Há poucas semanas ficou completa a London Bridge Tower, mais conhecida como de The Shard, um edifício-pirâmide de vidro com trezentos e dez metros nascido de um esboço de Renzo Piano. O novo arranha-céus, o mais alto do Reino Unido e da União Europeia, fica situado no centro da capital britânica e é mais um marco da Londres do século XXI a par do London Eye, da Tate Modern, do edifício Gherkin e da Millenium Bridge. Abrigará hotéis, restaurantes, escritórios e apartamentos, que a avaliar pelo preço serão provavelmente para conterrâneos do seu grande patrocinador. Como não podia deixar de ser, a fatia de leão dos custos foi assegurada por árabes, no caso, do Qatar.


A inauguração teve lugar a poucos dias da abertura dos Jogos, obviamente com esse propósito. A nova silhueta londrina, que dividiu opiniões, até por estar numa zona central da cidade, veio preencher ainda mais os festejos. Este tipo de afirmação a par de eventos grandiosos não é propriamente original. Em Portugal, por exemplo, a Expo-98 era ladeada pela Estação do Oriente e pela Torre Vasco da Gama. O Porto-Capital Europeia da Cultura pretendia inaugurar a Casa da Música (lamentavelmente isso só aconteceu em 2005).
Mas o exemplo que me ocorreu, até pela forma e pela altura do novo arranha-céus londrino, foi a da inauguração da Torre Eiffell, em 1889. A célebre estrutura metálica parisiense, que se tornou um ícone incontornável da cidade, era a porta de entrada e o símbolo da Exposição Universal de Paris, no ano em que se comemorava o centenário da Revolução Francesa.
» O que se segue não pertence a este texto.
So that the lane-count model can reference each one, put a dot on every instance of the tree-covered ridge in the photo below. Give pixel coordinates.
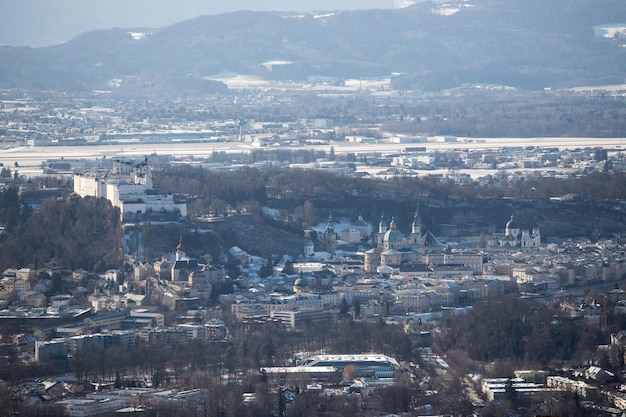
(72, 232)
(12, 211)
(520, 332)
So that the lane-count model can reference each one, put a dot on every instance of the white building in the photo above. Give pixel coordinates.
(128, 187)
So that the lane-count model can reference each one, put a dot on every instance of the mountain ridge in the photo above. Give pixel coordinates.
(528, 45)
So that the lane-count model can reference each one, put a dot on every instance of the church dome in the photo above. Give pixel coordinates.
(301, 282)
(512, 223)
(393, 235)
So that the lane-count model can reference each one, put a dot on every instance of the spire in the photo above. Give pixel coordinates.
(180, 249)
(330, 227)
(417, 222)
(382, 226)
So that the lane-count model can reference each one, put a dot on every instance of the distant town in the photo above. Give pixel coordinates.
(256, 335)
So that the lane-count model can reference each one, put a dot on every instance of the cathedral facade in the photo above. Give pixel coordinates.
(514, 236)
(393, 247)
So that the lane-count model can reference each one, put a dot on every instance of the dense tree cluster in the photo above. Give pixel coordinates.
(518, 332)
(304, 198)
(72, 232)
(12, 211)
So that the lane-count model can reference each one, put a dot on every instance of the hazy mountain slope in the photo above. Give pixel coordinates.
(524, 43)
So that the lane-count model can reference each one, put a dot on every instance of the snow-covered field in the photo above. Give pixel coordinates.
(29, 159)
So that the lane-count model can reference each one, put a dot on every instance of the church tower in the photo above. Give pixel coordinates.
(416, 229)
(382, 229)
(180, 250)
(330, 237)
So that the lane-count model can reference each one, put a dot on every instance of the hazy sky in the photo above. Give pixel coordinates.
(48, 22)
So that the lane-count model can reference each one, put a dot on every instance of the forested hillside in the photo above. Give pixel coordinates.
(72, 232)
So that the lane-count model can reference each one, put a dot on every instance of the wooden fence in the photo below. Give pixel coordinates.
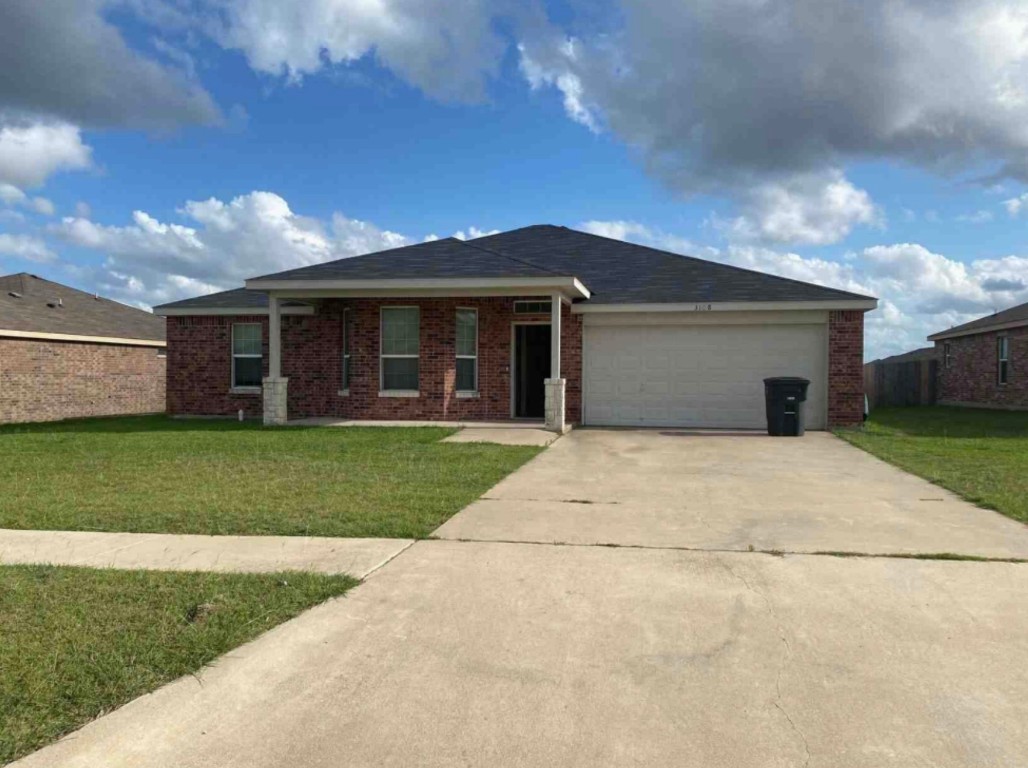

A época era dominada pela indústria pesada, pelo aço e pela dominação colonial, após a Conferência de Berlim de 1885. A França pretendia reafirmar-se como grande potência internacional, passada que estava a humilhação da guerra contra a Prússia, menos de vinte anos antes, e não hesitou em erguer um gigante de aço pelo seu mais competente engenheiro de pontes, responsável pela estrutura da Estátua da Liberdade e por várias pontes em Portugal, muitas ainda em uso.


A afirmação através de grandes construções e de eventos simbólicos e faraónicos é uma característica dos países que pretendem mostrar o seu estatuto ao Mundo, como vimos com a China há quatro anos, com o Terceiro Reich nos jogos de Berlim em 1936. Mas também podem ser uma forma de re-afirmação e manutenção de um certo estatuto, mostrando que ainda têm um papel internacional de relevo. Paris quis mostrar o quanto estava pujante, na cultura como no domínio da técnica, em 1889. O Reino Unido pretende fazer o mesmo, e a influência parisiense é mais que notória, como se a Shard quisesse ser a Torre Eiffel dos novos tempos, desafiando a velha construção de além-Mancha; aliás, um dos ícones destes Jogos é a Torre Olympic Orbit, uma estrutura metálica da autoria do conhecido artista Anish Kapoor, a fazer lembrar uma Torre Eiffel torta e desengonçada. Referência mais descarada não pode haver.


Não faço ideia se a Shard se vai tornar num ícone londrino, numa cidade que não tem falta deles. Mas pela altura e pela forma, é bem possível. Até porque será o miradouro por excelência da metrópole. Se o Reino Unido está muito longe de ser a grande potência que era até à Segunda Guerra (ou no papel, até à Crise do Suez), Londres pretende afirmar-se como a grande metrópole europeia e até mundial do Século XXI, enfrentando Nova York, Moscovo, Xangai e São Paulo. Está no bom caminho. Mas este novo símbolo de afirmação londrina não deixa de transparecer os sinais do tempo de novos actores da cena internacional: o patrocínio essencial dos fundos do Qatar, um dos novos Tigres Árabes que olham para além do petróleo.